Experts contacted by "GMA" -- including Manning -- say they believe banks may now be using data collected by customers to compare them to other shoppers at individual retail locations or by zip code, weeding out customers in neighborhoods hardest hit by the economic downturn.
In Johnson's case, American Express refused to say which stores he'd visited might have caused the company concern. Johnson says that's especially baffling since his card purchases were at major retailers like Ruby Tuesdays, XM Satellite Radio and Amazon.com.
He says the only shopping trip he can determine was out of the ordinary was a September visit to a Wal-Mart in Southeast Atlanta. It was the first time he had used his American Express card at that store.
"The majority of the retailers I went to are not in my neighborhood. Coincidentally, though, the one time I went to the Wal-mart in the area that I live, the next month I get a letter saying my credit limit is reduced," Johnson said.
For more than a month after he received the letter, Johnson says he tried to contact American Express to get his credit limit restored. He says he pointed out to customer service representatives that in addition to his personal account with American Express, he also has business accounts with the company, all of which he says are in good standing.
Johnson says at one point he was even transferred to an assistant in the executive office of the vice president who signed the letter announcing his credit limit reduction.

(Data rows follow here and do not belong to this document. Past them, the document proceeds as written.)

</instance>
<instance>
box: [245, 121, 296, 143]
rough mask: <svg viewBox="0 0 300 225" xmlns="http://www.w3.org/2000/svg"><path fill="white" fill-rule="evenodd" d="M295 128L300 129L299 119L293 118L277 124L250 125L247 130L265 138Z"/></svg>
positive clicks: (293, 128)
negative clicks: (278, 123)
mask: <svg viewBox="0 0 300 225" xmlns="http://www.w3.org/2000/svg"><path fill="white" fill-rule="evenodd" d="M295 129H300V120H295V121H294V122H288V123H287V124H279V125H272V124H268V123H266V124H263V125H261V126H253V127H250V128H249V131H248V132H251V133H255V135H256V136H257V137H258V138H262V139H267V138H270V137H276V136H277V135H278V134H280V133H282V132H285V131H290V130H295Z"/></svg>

"She said we don't find anything out of the ordinary here, other than the fact that we're feeling the heat and the pressure from the economy. But, other than that, we think that your gripes are justified," Johnson said he was told.
"GMA" asked American Express to discuss Johnson's case and the practice of behavioral analysis in an on-camera interview. The company refused the request and instead issued the following written statement:
"Our intent is to strike the right balance between accommodating our card members' spending needs and, at the same time, prudently managing credit risk," the statement reads. "While we may use additional data points, the driving factor for any credit limit reduction is the customer's debt level."
Both Johnson and Manning question that statement, especially in light of the recent government bank bailout. In January 2009, American Express became a bank holding company and received more than $3 billion in taxpayer money as part of the Troubled Assets Relief Program.
"I think the fact that American Express has taken bailout money is one of the most appalling parts of this story," Johnson said. "Here you have a company that's obviously in dire straits, but, in trying to turn the company around, they actually throw some of their best customers under the bus."
In an interview broadcast on "GMA," Cuomo asked House Speaker Nancy Pelosi about Johnson's concerns.
"American Express took money from TARP," Cuomo asked. "Are you going to enforce how banks get to use this money? Credit card companies could be the next wave."
"They could be the next wave," Pelosi said. "The curtain has been pulled back on how the financial services community has mis-served the American people."